He said to me yesterday: “Now, Hennery, I have been to all the pious places with you, the pope's residence, the catacombs and St. Peter's, where they preach from 40 different places and make you feel like giving up your sins, and I have looked at carvings and decorations and marble and jewels and seen the folly of my ways of life, and I am ripe for a change, but before I give up the world and all of its wickedness, I want blood. I want to go to the other extreme, and see the wild beasts at the Coliseum tear human beings limb from limb, and drink their blood, and see gladiators gladiate, and chop down their antagonists, and put one foot on their prostrate necks, like they do in the theaters, and then I am ready to leave this town and be good.”
Well, sir, I have been in lots of tight places before, but this one beat the band. Here was my dad, who did not know that the Roman, gladiator business had been off the boards for over 2,000 years, that the eating of human prisoners by wild beasts in the presence of the Roman populace was played out, and that the Coliseum was a ruin and did not exist as a place of amusement. He thought everything that he had read about the horrors of a Roman holiday was running to-day, as a side show, and he wanted to see it, and I had encouraged him in his ideas, because he was nervous, and I didn't want to undeceive him. He had come to Rome to see things he couldn't find at home, and it was up to me to deliver the goods.
Gee, but it made me sweat, 'cause I knew if dad did not get a show for his money he would lay it up against me, so I told him we would go to the Coliseum that night and see the hungry lions and tigers eat some of the leading citizens, just as they did when Caesar run the show. Then I found an American from Chicago at the hotel, who sells soap in Rome, and told him what dad expected of me in the way of amusement, and he said the only way was to take dad out to the Coliseum, and in the dark roll a barrel of broken glass down the tiers of seats and make him believe there was an earthquake that had destroyed the Coliseum, and that the lions and tigers were all loose, looking for people to eat, and scare dad and make a run back to town.
I didn't want to play such a scandalous trick on dad, but the Chicago man said that was the only way out of it, and he could get a barrel of broken glass for a dollar, and hire four ruffians that could roar like lions for a few dollars, and it would give dad good exercise, and may be save him from a run of Roman fever, 'cause there was nothing like a good sweat to knock the fever out of a fellow's system. The thing struck me as not only a good experience for dad, but a life saver, so I whacked up the money, and the Chicago soap man did the rest.

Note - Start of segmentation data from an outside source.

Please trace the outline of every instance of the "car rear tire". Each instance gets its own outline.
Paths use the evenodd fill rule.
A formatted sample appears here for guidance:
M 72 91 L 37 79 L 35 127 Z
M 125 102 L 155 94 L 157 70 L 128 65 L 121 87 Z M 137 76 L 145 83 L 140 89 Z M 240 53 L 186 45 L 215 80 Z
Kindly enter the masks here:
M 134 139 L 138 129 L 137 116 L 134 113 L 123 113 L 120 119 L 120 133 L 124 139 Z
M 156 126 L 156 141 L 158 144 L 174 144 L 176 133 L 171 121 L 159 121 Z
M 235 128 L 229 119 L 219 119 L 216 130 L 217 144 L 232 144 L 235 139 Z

After dark we went out to the ruin of the Coliseum, where a great many tourists go to look at the ruins by moonlight, and dad was as anxious and bloodthirsty as a young surgeon cutting up his first “stiff.” When we got to the right place, and I told dad we were a little early, because the nobility were not in their seats, the villains began to roar three dollars' worth like hungry lions, and dad turned a little pale and said that sounded like the real thing.
I told him we better not get too near, because we were not accustomed to seeing live men chewed up by beasts, and dad said he didn't care how near we got, as long as they chewed and tore to pieces the natives; so we started to work up a little nearer, when there was a noise such as I never heard before, as the hogshead of broken glass began to roll down the tiers of stone seats, and I fell over on the ground, and pushed dad, and he went over in the sand and struck his pants on a cactus, and yelled that he was stabbed with a dirk.